Convex Sets

发布时间 2023-11-12 17:47:01作者: kaleidopink

1. Affine and convex sets

1.1 Affine sets

​ A set \(C\in\R^n\) is affine if the line through any two distinct points in \(C\) lies in \(C\), which means \(\forall x_1,x_2\in C,\theta\in\R\), we have \(\theta x_1+(1-\theta)x_2\in C\).

​ An affine set \(C\) can be expressed as

\[C = V+x_0=\{v+x_0\ |\ v\in V\} \]

i.e., as a subspace plus an offset.

​ Every affine set can be expressed as the solution set of a system of linear equations.

\[C = \{x\ |\ Ax=b \}, A\in\R^{m\times n},b\in \R^m \]

​ The set of all affine combinations of points in some set \(C\in\R^n\) is called the affine hull of \(C\), and denoted \(\mathrm{aff}\ C\):

\[\mathrm{aff}\ C = \{\theta_1x_1+\cdots +\theta_kx_k\ |\ x_1,...,x_k\in C, \theta_1+\cdots+\theta_k=1\} \]

  • The affine hull of the empty set is the empty set.
  • The affine hull of a singleton (a set made of one single element) is the singleton itself.
  • The affine hull of a set of two different points is the line through them.
  • The affine hull of a set of three different points not on one line is the plane going through them.
  • The affine hull of a set of four points not in a plane in \(\R^3\) is the entire space \(\R^3\).

1.2 Affine dimension and relative interior

​ We define the affine dimension of a set \(C\) as the dimension of its affine hull.

​ If the affine dimension of a set \(C\subseteq\R^n\) is less than \(n\), then the set lies in the affine set \(\mathrm{aff}\ C\ne \R^n\).

​ We define the relative interior of the set \(C\), denoted \(\mathrm{relint}\ C\), as its interior relative to \(\mathrm{aff}\ C\):

\[\mathrm{relint}\ C =\{x\in C\ |\ B(x,r)\cap\mathrm{aff}\ C\subseteq C\ \mathrm{for\ some}\ r>0 \} \]

where \(B(x,r) = \{y\ |\ \|y-x\|\le r\}\), the ball of radius \(r\) and center \(x\) in the norm \(\|\cdot\|\).

In mathematics, a normed vector space is a vector space over the real or complex numbers on which a norm is defined.
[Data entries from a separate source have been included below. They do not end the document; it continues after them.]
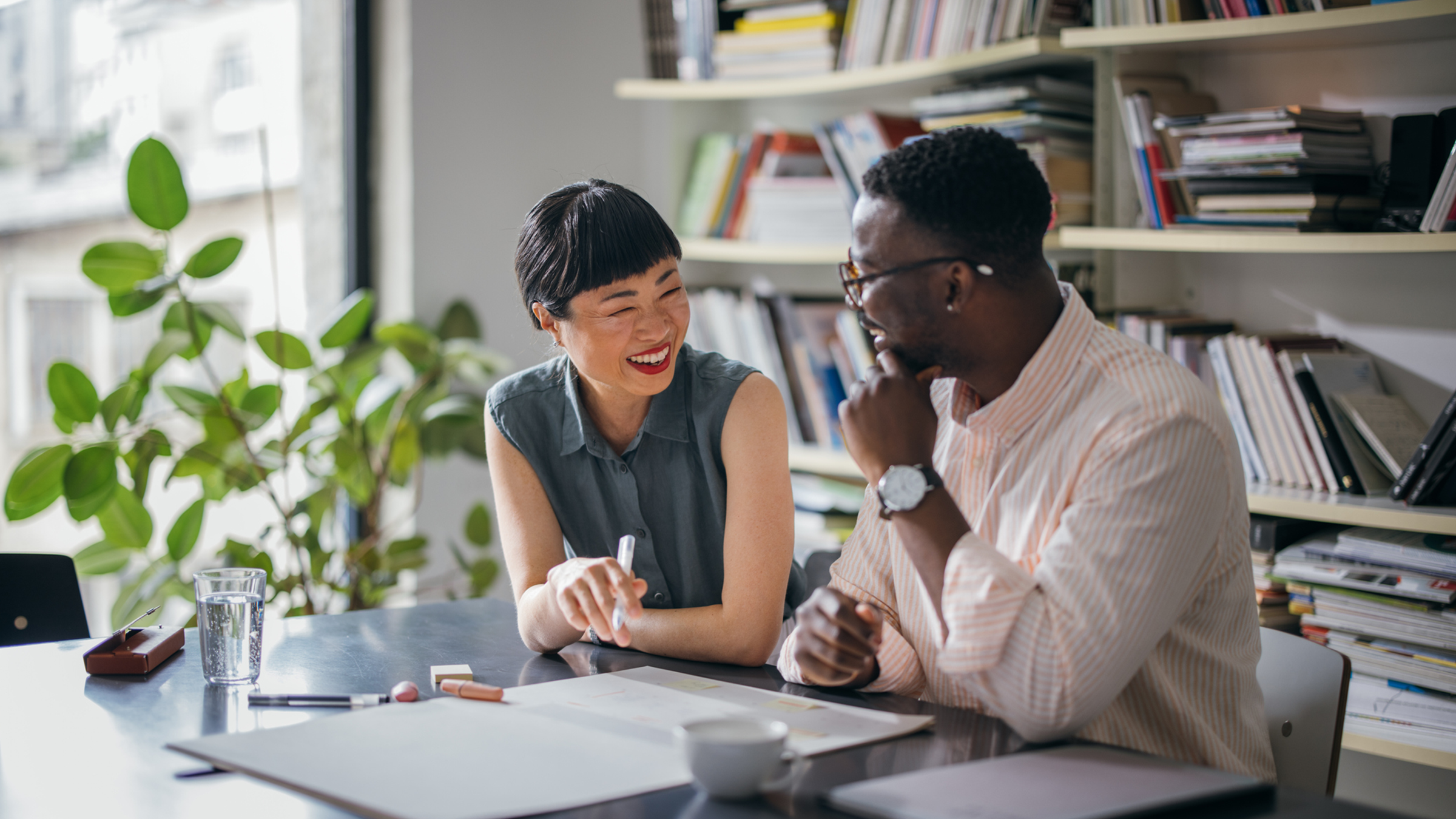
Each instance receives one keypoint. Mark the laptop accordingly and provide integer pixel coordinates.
(1076, 781)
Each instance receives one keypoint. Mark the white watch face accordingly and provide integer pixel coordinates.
(902, 488)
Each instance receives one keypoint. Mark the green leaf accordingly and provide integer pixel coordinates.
(348, 320)
(178, 321)
(459, 323)
(117, 404)
(133, 302)
(417, 345)
(261, 403)
(183, 535)
(213, 258)
(168, 346)
(89, 480)
(193, 401)
(72, 393)
(103, 557)
(478, 525)
(146, 450)
(37, 481)
(285, 350)
(222, 317)
(120, 266)
(404, 452)
(155, 186)
(126, 522)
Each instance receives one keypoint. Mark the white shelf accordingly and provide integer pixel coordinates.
(1352, 510)
(1238, 242)
(821, 461)
(1398, 751)
(1407, 21)
(1027, 53)
(761, 252)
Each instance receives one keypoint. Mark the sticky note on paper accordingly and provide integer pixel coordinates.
(689, 684)
(791, 706)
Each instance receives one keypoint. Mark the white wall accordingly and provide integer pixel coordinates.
(510, 101)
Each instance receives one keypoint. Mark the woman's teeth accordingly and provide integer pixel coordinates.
(650, 357)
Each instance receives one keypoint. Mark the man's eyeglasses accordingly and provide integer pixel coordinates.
(855, 279)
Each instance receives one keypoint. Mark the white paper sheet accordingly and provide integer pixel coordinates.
(650, 703)
(448, 760)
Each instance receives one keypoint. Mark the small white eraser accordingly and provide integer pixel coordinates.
(450, 672)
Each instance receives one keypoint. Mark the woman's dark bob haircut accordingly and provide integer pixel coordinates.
(583, 237)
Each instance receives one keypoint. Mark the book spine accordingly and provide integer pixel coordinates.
(1329, 436)
(1439, 465)
(1254, 467)
(1433, 436)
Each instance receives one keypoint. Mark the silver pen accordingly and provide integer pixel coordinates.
(625, 547)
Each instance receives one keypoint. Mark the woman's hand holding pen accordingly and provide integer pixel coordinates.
(587, 589)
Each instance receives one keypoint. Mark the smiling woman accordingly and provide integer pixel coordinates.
(635, 433)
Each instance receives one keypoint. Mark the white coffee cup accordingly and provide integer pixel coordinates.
(737, 758)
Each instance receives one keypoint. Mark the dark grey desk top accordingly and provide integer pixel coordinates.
(78, 745)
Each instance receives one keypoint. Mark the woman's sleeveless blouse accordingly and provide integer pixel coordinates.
(669, 488)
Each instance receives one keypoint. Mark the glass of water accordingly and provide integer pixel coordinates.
(231, 622)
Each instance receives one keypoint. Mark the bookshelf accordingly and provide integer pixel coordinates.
(1388, 22)
(1236, 242)
(1025, 53)
(762, 252)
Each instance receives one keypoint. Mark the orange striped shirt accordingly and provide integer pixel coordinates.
(1104, 589)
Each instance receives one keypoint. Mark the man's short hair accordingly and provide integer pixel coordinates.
(974, 189)
(583, 237)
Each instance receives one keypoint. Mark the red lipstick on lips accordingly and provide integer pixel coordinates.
(653, 369)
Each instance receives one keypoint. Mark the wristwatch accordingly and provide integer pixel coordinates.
(902, 488)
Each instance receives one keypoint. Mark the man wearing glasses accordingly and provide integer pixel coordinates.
(1057, 528)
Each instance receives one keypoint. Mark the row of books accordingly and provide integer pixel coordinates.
(1148, 12)
(1385, 599)
(770, 186)
(896, 31)
(1050, 118)
(1309, 414)
(780, 40)
(703, 40)
(812, 349)
(1267, 169)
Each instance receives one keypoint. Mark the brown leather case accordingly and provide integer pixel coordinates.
(140, 650)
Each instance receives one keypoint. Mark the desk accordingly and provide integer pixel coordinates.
(78, 745)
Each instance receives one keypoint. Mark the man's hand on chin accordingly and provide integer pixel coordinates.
(836, 640)
(889, 417)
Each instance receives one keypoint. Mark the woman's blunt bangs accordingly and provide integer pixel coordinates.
(583, 237)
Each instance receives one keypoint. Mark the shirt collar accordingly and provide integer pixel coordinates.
(666, 417)
(1040, 381)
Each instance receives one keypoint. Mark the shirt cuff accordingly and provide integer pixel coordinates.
(899, 666)
(980, 601)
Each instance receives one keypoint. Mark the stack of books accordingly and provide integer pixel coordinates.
(852, 143)
(780, 40)
(1049, 117)
(1181, 335)
(1278, 169)
(1147, 12)
(1267, 537)
(770, 186)
(896, 31)
(1384, 599)
(812, 349)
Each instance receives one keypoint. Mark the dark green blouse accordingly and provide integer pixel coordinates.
(669, 488)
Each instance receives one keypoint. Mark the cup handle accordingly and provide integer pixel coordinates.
(795, 764)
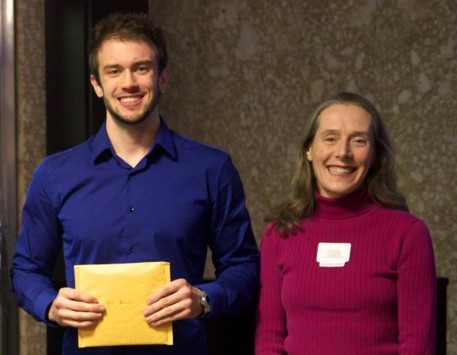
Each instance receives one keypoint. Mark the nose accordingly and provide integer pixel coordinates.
(344, 149)
(128, 79)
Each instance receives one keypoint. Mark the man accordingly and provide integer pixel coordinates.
(135, 192)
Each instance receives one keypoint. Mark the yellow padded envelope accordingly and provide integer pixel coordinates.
(123, 289)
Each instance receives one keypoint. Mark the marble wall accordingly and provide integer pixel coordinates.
(31, 130)
(247, 73)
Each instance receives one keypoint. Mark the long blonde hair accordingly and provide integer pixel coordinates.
(380, 181)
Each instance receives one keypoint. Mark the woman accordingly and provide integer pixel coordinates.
(345, 269)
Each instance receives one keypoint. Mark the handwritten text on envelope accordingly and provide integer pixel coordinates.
(123, 289)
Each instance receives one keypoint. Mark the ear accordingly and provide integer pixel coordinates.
(97, 88)
(163, 79)
(309, 156)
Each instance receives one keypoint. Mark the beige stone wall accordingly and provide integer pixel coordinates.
(246, 74)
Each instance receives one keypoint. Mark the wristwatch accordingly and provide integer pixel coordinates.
(205, 304)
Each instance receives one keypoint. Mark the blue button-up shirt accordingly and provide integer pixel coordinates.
(180, 199)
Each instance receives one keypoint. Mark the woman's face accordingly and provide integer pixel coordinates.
(342, 151)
A norm is a generalization of the intuitive motion of "length" in the physical world. If \(V\) is a vector space over \(K\), where \(K\) is a field equal to \(\C\) or \(\R\), then a norm on \(V\) is a map \(V\rightarrow \R\), typically denoted as \(\|\cdot\|\), satisfying the following four axioms:

  1. Non-negativity: for every \(x\in V,\|x\|\ge0\)
  2. Positive Definiteness: for every \(x\in V, \|x\|=0\) if and only if \(x\) is the zero vector
  3. Absolute Homogeneity: for every \(\lambda\in K,x\in V\), \(\|\lambda x\|=|\lambda|\ \|x\|\)
  4. Triangle Inequality: for every \(x\in V, y\in V\), \(\|x+y\|\le\|x\|+\|y\|\)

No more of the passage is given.